Sempre di found footage il video brasiliano presentato da Alison Avila, del 2014: Aquilo que fazemos com as nossas desagraças (Quel che facciamo con le nostre disgrazie) di Arthur Tuoto. Un sorprendente lavoro di 60’ sui moderni mostri, una sorta di Società dello spettacolo di Guy Debord 2.0: la visualizzazione grafica sullo schermo nero (in portoghese) di un dialogo (in voce over in francese) fra Jean-Luc Godard e Anne-Marie Miéville, tratto da France/tour/détour/deux/enfants (1977) è intessuta di immagini, elaborazioni sonore e frammenti di musica «alla Godard». Fra cinema, tv, filmati amatoriali, spezzoni da telecamere di sorveglianza, sfocature, variazioni di quadro. Un film-saggio (o video-saggio) forte sul nostro tempo, in cui la partitura visiva aggiorna e «apre» le geometrie di un dialogo fin troppo impeccabile, attualizzandolo e dandogli un respiro di felice ambiguità. Un lavoro assai interessante, questo di Tuoto, che ha vinto in Brasile il premio «Cine Esquema Novo» 2014.

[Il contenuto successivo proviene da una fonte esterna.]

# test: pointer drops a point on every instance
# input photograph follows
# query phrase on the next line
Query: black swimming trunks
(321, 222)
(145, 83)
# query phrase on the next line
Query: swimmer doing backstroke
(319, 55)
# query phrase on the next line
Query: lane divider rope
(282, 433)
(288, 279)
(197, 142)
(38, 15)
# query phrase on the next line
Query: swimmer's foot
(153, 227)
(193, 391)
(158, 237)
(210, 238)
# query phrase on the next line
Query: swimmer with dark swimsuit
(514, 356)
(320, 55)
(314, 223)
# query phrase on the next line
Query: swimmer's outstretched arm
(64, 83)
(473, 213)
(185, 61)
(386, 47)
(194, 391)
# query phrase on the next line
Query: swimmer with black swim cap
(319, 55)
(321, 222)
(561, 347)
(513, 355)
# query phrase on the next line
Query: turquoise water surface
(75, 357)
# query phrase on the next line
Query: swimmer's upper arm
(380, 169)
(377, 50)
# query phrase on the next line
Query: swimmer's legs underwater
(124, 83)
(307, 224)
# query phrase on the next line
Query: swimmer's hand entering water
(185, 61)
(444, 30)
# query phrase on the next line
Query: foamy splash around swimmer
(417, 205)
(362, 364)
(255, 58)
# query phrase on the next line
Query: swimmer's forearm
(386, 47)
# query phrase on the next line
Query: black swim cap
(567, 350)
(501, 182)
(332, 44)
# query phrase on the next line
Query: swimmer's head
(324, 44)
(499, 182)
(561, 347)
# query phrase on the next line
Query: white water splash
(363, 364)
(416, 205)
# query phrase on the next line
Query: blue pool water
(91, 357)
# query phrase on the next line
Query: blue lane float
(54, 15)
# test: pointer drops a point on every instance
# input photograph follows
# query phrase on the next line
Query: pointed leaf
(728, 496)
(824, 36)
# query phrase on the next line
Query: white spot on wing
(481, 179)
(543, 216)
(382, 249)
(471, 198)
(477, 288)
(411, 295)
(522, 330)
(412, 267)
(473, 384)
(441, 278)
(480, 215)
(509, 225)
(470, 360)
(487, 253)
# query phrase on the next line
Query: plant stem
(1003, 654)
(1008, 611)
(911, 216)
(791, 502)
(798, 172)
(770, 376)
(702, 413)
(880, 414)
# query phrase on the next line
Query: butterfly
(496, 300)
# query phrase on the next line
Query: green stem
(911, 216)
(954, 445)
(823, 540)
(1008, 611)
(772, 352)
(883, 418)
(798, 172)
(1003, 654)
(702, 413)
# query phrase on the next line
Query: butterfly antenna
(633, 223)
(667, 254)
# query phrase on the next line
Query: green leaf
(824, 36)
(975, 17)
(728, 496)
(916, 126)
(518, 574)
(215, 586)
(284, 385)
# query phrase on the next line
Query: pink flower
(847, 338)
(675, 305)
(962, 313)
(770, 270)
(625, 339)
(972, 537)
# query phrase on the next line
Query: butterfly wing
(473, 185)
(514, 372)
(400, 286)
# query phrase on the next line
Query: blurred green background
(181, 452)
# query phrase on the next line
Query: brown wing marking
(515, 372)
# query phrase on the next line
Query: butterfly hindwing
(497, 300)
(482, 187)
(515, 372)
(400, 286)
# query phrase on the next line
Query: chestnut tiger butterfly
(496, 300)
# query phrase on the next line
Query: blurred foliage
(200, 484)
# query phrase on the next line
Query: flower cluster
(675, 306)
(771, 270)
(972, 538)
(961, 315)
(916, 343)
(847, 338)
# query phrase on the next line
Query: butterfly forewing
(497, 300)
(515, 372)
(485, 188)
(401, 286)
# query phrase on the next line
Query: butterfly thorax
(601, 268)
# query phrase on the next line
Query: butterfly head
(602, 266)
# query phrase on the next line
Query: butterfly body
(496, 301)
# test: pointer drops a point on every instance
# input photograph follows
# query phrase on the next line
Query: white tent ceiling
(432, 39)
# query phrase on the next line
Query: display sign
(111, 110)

Impegno artistico-politico anche nella serata e nell’incontro con Françoise Parfait, che ha illustrato metodi e opere di «Suspended Spaces», un programma collettivo e itinerante che ha come oggetto i luoghi sospesi appunto, i luoghi incerti, le grandi architetture moderniste rimaste inutilizzate, ma anche pezzi di città resi inaccessibili o «scomparsi» in seguito a guerre e conflitti. Il progetto, necessariamente interdisciplinare – fra geopolitica, architettura, arte, urbanistica – si è svolto finora a Cipro, in Libano, in Brasile, e vede anche il sostegno di alcune università francesi; si dipana fra convegni, pubblicazioni e residenze di artisti che «leggono» e interpretano, ognuno a suo modo, queste situazioni, con fotografie, animazioni, video. Paula López Zambrano, messicana, ha presentato un programma non solo nazionale ( e accompagnato anche da due performance) sulla violenza, con lavori metaforici ma anche con la cruda registrazione audio, messa in immagini (ancora una volta la grafia che scorre sullo schermo nero) delle frasi burocratiche e agghiaccianti che accompagnano un’esecuzione sulla sedia elettrica (July the Twelfth 1984, di Jordan Baseman, 13’, 2003-2014). Una sottolineatura del potere dell’audio che molti lavori di Fuso hanno efficacemente proposto.